Amanda spoke, more loudly so she could be heard from the passenger side. "As soon as it's daylight, sir, I think we ought to search the woods."

"I'll play that hunch, Amanda," she heard Alex Reese say. "But maybe something else will happen."

Ian had a thought. "Billy, if you call in coverage for us to be in place when Scholk leaves, we can tackle the woods that much faster."

Billy laughed. "Lieutenant Colonel, if your name is on the promotion list next Monday, how would you like a job?"

"Doing what, sir?"

"Exactly what you're doing right now – making a really good partner for my best solo agent."

It was Francine's turn to laugh. "And I didn't even have to hand him a package."

KGB Headquarters * Moscow, USSR *11:50 a.m. (GMT+3)
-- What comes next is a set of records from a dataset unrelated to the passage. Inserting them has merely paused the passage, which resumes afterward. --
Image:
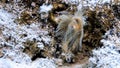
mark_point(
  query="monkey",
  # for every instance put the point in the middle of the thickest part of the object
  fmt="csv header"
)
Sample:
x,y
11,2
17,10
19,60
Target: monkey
x,y
70,29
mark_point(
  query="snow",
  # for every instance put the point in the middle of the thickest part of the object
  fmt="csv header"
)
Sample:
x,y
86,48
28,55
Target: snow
x,y
12,40
39,63
107,56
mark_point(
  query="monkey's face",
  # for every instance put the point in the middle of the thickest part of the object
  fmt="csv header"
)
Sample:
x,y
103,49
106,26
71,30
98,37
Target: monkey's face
x,y
76,24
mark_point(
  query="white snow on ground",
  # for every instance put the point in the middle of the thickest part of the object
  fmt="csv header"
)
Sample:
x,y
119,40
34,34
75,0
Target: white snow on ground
x,y
12,39
39,63
107,56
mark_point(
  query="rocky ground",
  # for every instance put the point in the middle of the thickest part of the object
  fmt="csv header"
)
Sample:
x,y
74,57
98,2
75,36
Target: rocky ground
x,y
27,30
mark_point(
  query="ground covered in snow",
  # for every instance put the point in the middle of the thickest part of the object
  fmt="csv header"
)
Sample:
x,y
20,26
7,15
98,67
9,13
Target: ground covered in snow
x,y
15,38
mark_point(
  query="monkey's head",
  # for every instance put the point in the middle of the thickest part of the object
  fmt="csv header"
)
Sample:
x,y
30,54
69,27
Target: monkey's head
x,y
76,23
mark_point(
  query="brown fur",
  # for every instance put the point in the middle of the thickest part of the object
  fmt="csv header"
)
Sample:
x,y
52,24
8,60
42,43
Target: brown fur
x,y
70,28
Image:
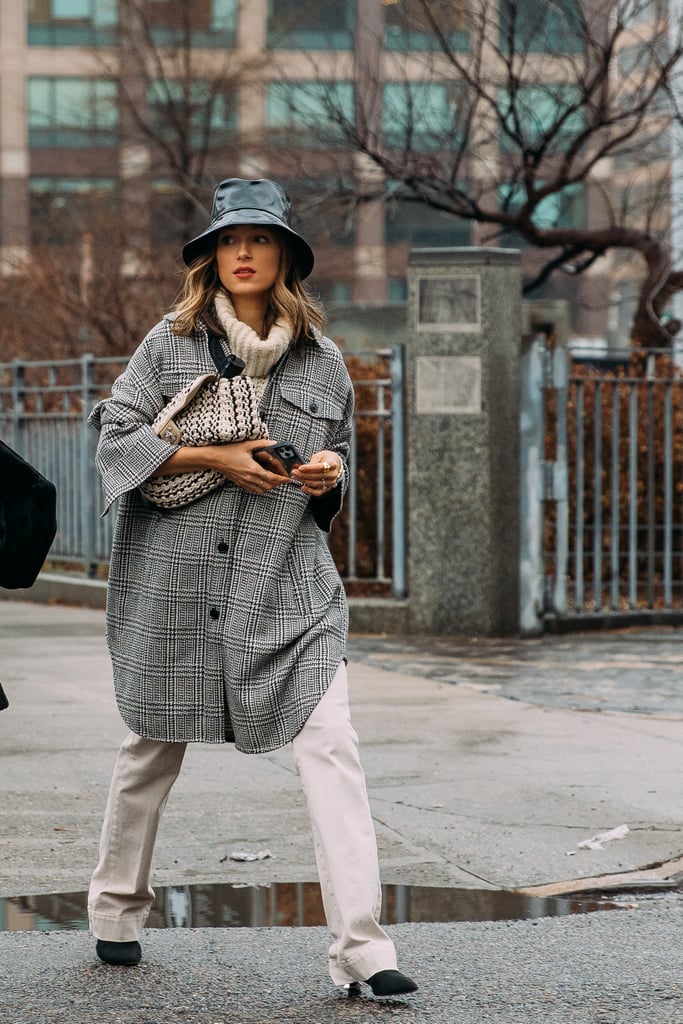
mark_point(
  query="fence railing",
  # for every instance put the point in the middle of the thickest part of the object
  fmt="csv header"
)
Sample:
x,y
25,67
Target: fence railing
x,y
613,487
44,408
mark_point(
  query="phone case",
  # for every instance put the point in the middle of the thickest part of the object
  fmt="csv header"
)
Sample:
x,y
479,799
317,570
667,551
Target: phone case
x,y
284,455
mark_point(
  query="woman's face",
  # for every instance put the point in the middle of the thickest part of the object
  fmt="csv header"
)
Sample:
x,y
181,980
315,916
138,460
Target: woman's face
x,y
248,259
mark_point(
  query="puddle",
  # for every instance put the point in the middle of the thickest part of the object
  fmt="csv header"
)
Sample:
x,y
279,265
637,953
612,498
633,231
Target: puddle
x,y
292,905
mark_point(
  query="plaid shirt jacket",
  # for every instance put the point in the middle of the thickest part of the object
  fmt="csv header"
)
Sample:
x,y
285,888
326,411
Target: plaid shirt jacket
x,y
227,615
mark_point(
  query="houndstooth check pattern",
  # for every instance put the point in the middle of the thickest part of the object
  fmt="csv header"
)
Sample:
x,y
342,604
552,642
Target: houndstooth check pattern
x,y
229,609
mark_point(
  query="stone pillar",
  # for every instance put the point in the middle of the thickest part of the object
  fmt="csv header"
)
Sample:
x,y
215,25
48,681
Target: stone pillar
x,y
463,440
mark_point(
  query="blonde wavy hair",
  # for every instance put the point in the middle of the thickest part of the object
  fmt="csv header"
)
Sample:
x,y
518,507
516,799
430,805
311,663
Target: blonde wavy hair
x,y
289,299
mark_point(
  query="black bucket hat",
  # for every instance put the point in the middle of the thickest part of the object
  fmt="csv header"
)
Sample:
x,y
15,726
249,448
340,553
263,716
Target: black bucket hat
x,y
238,201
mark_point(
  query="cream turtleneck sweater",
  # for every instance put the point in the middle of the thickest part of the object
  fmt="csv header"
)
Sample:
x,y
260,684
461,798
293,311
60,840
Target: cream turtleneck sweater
x,y
259,354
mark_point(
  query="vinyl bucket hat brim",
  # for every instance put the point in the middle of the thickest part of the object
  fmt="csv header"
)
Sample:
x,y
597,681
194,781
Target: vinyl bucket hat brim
x,y
239,201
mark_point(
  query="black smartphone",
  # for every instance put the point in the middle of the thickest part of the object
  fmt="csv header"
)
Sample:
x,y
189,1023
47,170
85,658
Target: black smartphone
x,y
276,458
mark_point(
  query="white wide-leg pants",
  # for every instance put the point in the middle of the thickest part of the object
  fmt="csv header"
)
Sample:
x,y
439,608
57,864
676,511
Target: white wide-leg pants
x,y
326,755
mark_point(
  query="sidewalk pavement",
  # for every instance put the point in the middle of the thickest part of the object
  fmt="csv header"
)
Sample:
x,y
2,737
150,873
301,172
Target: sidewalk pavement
x,y
488,762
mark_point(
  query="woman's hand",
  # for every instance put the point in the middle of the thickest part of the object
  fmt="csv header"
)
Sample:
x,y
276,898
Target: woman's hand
x,y
235,461
321,474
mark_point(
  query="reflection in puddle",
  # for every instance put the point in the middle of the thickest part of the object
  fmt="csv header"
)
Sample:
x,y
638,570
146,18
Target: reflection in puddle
x,y
290,905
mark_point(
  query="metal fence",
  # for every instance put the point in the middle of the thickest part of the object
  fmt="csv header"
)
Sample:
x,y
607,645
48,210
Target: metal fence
x,y
44,408
610,483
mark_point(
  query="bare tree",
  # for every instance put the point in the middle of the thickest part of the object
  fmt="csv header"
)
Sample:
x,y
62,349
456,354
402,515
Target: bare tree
x,y
545,122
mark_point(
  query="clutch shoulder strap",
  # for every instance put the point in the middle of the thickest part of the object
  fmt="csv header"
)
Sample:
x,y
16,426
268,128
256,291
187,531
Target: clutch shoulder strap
x,y
227,365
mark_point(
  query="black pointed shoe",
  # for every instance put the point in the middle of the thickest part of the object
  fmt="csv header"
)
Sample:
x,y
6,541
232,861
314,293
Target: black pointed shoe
x,y
119,953
391,983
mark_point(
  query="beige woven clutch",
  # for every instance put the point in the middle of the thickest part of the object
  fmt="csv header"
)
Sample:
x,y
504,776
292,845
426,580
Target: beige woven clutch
x,y
212,410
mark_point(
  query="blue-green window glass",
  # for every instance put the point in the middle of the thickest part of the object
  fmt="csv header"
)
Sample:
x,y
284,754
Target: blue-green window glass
x,y
200,117
413,222
406,27
73,23
72,112
561,209
200,24
542,27
421,116
323,25
550,114
61,209
307,113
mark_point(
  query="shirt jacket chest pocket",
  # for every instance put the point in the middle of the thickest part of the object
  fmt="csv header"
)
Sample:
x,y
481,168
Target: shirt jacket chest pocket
x,y
307,417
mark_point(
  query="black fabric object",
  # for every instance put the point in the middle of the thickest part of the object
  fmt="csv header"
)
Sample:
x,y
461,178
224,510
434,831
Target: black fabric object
x,y
28,519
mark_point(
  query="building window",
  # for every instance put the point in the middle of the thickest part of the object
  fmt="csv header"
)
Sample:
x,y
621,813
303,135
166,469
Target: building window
x,y
309,114
73,23
561,209
542,27
418,224
199,116
63,209
541,115
310,25
72,112
198,23
421,116
406,27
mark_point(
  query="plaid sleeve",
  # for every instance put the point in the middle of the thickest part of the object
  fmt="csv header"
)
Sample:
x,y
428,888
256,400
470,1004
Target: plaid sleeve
x,y
129,451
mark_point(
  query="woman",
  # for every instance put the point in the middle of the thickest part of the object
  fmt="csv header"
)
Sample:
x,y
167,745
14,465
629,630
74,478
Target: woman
x,y
226,619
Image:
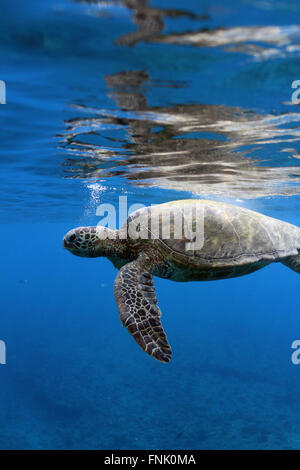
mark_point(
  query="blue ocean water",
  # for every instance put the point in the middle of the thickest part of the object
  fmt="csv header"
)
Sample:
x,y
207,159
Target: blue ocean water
x,y
157,101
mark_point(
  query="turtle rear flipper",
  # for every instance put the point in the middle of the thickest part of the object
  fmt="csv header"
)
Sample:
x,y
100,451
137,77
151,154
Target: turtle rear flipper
x,y
136,299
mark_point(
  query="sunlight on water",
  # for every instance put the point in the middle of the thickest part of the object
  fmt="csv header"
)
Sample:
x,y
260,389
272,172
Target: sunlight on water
x,y
154,100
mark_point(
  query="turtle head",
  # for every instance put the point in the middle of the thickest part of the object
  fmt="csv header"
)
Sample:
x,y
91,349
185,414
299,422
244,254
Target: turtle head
x,y
90,242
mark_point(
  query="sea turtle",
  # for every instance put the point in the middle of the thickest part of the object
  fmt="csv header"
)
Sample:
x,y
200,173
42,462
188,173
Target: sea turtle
x,y
161,240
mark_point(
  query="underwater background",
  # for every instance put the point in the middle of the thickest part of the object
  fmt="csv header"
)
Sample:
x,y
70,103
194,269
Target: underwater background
x,y
154,100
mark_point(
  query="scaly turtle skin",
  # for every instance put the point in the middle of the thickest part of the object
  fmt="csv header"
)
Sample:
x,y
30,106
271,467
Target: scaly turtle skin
x,y
190,240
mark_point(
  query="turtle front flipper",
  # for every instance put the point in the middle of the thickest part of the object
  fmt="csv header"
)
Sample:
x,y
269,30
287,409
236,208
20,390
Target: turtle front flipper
x,y
136,299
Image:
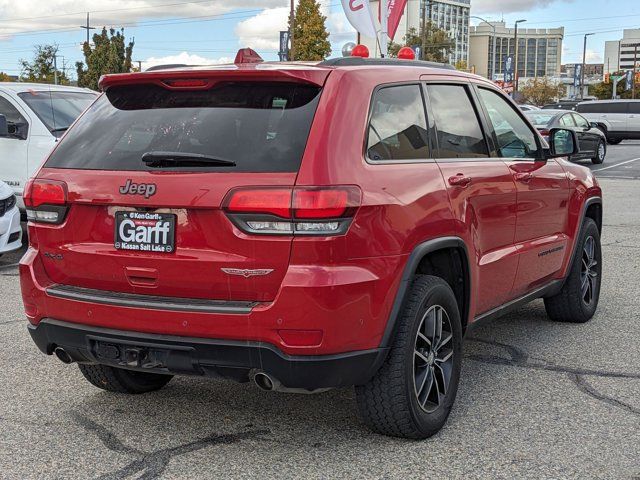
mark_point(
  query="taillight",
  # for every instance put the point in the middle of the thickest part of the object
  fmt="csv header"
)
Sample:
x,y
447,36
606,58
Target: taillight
x,y
45,201
293,211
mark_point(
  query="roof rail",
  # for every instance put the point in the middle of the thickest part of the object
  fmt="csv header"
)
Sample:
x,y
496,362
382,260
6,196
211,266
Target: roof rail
x,y
359,61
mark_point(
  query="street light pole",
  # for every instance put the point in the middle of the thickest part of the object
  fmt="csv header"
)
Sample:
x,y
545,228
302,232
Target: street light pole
x,y
493,62
584,61
515,88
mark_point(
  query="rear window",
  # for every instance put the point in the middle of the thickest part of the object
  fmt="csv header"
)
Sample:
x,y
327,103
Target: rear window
x,y
261,127
603,107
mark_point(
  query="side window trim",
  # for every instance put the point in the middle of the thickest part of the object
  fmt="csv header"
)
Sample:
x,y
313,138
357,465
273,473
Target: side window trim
x,y
492,134
433,128
428,119
18,108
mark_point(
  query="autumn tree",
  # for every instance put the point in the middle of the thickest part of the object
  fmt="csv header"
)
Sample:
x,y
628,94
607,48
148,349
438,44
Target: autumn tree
x,y
109,54
310,35
541,90
42,69
435,44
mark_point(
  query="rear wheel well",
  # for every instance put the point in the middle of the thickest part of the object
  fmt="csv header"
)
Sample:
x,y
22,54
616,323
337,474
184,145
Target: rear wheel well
x,y
450,264
594,212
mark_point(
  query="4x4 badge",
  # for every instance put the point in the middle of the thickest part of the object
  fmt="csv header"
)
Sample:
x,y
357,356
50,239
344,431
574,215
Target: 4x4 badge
x,y
246,273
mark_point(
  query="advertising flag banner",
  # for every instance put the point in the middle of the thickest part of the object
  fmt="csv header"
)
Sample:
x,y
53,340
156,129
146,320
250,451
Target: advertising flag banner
x,y
358,13
396,9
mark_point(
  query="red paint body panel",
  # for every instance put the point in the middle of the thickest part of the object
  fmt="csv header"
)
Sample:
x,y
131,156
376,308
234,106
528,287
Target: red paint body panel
x,y
344,286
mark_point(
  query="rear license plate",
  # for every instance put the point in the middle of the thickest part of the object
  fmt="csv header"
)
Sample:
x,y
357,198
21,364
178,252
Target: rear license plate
x,y
145,232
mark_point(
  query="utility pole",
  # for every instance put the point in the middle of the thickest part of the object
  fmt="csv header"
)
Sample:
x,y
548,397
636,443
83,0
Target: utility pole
x,y
88,27
55,69
292,17
635,66
515,88
584,62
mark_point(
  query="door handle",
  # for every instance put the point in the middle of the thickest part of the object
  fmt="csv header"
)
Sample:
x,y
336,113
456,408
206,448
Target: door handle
x,y
459,180
524,177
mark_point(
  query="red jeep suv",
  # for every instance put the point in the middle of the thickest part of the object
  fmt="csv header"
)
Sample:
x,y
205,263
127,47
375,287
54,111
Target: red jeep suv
x,y
303,226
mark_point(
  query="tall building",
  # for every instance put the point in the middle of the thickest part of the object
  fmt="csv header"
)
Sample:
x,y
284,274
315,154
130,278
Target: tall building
x,y
451,16
620,54
539,50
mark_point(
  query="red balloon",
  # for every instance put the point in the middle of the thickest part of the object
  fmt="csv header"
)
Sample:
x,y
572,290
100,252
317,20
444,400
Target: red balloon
x,y
406,53
360,51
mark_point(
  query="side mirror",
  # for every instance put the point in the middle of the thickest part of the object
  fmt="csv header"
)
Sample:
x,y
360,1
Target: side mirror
x,y
4,128
562,143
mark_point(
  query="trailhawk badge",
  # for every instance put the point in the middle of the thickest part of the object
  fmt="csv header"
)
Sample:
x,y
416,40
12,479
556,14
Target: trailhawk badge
x,y
246,273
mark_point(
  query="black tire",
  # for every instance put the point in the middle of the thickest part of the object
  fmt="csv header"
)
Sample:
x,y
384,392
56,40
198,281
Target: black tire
x,y
389,403
573,303
119,380
601,153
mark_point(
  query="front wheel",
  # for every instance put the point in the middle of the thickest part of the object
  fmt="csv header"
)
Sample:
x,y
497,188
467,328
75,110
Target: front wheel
x,y
578,300
412,394
601,153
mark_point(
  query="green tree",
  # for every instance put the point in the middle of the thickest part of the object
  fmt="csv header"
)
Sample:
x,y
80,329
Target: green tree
x,y
310,35
541,90
42,68
435,43
109,54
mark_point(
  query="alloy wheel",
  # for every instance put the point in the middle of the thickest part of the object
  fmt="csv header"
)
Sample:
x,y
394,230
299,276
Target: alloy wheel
x,y
588,271
433,358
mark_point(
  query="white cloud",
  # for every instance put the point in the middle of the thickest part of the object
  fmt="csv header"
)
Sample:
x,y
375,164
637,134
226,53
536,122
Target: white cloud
x,y
511,6
594,56
184,58
262,31
28,15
G.A. Tolstoy had been having a wonderful day. His mistress had been extraordinary that morning, the weather was warming up, the daylight lasted for almost 12 hours now, and his supervisor had just told him that he was short-listed for a two year posting in at the Soviet Embassy in London. He bounced into his work area, past his secretary – who, of course, wasn't titled as his secretary because that was a bourgeois title – and never missed a whistled note of the Internationale as he read his messages. When the phone rang, he expected that his day would not be adversely affected.

Then his assistant told him who was on the other end of the connection, and his stomach lurched. "I'll take it in here," he told the woman, closing his office door and making his way to the phone on the desk two steps inside. "Comrade Scholk," he said. "I presume this is good news?"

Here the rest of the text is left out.